The system, Rekognition, was first announced toward the end of 2016, and is available through Amazon Web Services. Based on machine learning technology, it is designed to recognize not only faces but demographic details and even emotions; and the machine vision technology can also recognize animals and all kinds of other objects. An evaluation conducted last summer by Novetta noted that the system’s low cost and ease of implementation had even then allowed it to gain “significant traction in government and commercial applications,” and the ACLU now reports that the system is being used by government authorities in Florida and Oregon, with government agencies in Arizona and California also having made enquiries.

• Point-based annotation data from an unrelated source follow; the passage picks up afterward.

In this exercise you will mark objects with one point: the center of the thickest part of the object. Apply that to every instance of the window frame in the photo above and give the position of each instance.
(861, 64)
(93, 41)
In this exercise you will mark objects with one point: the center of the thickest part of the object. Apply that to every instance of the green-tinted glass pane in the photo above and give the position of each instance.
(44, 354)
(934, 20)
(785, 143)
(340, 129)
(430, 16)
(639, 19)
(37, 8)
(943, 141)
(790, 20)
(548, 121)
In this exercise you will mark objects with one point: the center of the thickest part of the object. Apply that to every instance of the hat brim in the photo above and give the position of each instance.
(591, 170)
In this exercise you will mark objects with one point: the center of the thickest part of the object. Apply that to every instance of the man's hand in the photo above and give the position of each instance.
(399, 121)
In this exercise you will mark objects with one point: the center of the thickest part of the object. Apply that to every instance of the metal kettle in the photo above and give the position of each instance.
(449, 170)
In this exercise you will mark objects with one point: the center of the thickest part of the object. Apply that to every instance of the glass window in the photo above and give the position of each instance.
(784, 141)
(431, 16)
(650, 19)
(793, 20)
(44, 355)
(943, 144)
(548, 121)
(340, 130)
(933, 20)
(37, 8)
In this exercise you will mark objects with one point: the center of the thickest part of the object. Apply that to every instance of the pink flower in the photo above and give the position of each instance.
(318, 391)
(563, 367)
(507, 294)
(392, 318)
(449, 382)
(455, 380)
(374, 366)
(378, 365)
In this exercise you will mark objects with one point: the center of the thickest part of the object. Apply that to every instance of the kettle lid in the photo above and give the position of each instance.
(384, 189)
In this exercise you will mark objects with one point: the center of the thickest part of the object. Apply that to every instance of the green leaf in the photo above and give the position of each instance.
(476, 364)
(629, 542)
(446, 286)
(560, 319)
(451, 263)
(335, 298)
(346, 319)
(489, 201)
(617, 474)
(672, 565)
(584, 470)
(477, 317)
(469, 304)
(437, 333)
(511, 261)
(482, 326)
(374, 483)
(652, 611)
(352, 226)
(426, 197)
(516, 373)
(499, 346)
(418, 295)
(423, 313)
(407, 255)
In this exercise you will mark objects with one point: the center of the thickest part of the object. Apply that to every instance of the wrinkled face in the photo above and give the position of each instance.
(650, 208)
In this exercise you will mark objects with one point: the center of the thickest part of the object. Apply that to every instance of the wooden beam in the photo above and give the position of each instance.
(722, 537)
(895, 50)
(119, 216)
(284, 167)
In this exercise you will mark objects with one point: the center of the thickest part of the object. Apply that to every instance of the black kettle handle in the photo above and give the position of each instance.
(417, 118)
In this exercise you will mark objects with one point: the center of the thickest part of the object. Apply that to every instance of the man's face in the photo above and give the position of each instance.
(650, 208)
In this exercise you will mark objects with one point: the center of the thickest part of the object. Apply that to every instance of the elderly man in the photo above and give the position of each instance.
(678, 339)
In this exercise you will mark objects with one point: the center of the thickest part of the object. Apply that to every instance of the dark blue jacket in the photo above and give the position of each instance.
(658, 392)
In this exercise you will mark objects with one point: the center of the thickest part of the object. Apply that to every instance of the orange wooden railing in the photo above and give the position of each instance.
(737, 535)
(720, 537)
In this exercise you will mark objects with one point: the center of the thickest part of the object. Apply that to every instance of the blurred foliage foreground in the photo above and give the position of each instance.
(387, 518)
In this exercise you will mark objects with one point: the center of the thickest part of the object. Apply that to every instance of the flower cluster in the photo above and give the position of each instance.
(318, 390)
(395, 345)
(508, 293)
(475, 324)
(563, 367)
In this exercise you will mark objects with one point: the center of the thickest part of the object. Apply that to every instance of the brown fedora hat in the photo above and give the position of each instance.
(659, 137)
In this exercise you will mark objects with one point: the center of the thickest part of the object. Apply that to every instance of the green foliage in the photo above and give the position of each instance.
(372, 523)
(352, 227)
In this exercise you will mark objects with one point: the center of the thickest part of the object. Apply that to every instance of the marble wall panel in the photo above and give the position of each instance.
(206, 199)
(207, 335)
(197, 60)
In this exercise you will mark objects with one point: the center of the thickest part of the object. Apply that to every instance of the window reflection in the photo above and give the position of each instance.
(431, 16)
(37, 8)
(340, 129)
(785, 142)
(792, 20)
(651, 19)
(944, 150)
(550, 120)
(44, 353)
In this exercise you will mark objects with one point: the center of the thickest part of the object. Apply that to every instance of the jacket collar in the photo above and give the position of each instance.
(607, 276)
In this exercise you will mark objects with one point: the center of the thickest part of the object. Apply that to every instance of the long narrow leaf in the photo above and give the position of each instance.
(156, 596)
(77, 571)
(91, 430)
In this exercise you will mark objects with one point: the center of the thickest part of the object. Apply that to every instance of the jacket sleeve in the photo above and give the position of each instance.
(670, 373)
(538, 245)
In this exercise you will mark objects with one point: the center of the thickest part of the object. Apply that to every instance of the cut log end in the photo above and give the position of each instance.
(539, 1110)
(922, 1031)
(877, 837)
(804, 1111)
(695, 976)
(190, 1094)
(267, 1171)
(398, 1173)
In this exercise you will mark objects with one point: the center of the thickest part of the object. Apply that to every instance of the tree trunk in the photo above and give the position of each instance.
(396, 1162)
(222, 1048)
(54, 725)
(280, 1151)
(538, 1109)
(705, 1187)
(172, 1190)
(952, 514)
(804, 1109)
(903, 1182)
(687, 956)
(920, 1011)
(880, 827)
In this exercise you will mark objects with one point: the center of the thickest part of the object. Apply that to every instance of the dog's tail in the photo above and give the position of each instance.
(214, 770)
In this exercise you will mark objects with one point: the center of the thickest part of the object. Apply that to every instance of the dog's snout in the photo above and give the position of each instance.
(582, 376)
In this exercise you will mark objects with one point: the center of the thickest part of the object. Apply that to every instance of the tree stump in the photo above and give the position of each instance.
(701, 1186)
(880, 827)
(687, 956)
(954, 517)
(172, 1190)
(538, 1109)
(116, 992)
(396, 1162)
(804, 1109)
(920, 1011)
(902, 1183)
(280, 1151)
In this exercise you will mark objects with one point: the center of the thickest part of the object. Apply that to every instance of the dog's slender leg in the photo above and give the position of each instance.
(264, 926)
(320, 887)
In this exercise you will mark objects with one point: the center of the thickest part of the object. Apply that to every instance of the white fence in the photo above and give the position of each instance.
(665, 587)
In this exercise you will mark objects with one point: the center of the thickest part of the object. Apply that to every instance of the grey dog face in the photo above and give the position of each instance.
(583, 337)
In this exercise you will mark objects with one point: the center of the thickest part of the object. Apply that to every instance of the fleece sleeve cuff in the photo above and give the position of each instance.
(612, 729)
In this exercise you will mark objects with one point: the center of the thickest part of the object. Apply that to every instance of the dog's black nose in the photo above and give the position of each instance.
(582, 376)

In a call to action on its website, the ACLU is inviting citizens to sign a petition against the technology’s use by government, arguing that “[a]t a time when we’re joining public protests at unprecedented levels, and discriminatory policing continues to terrorize communities of color, handing this surveillance technology over to the government threatens our civil rights and liberties.” The civil rights organization also suggested that Amazon is being hypocritical in its sale of the technology to government, asserting that the company “has branded itself as customer-centric, opposed secret government surveillance, and has a CEO who publicly supported First Amendment freedoms and spoke out against the discriminatory Muslim Ban,” yet is also “powering dangerous surveillance that poses a grave threat to customers and communities already unjustly targeted in the current political climate.”
It’s the latest example of the growing clash between large-scale government use of biometric technologies and privacy and civil rights advocates, with the DHS’s expanding airport screening program based on facial recognition being another flash point that the ACLU has weighed in on. Amazon hasn’t yet responded to the organization’s critique concerning Rekognition.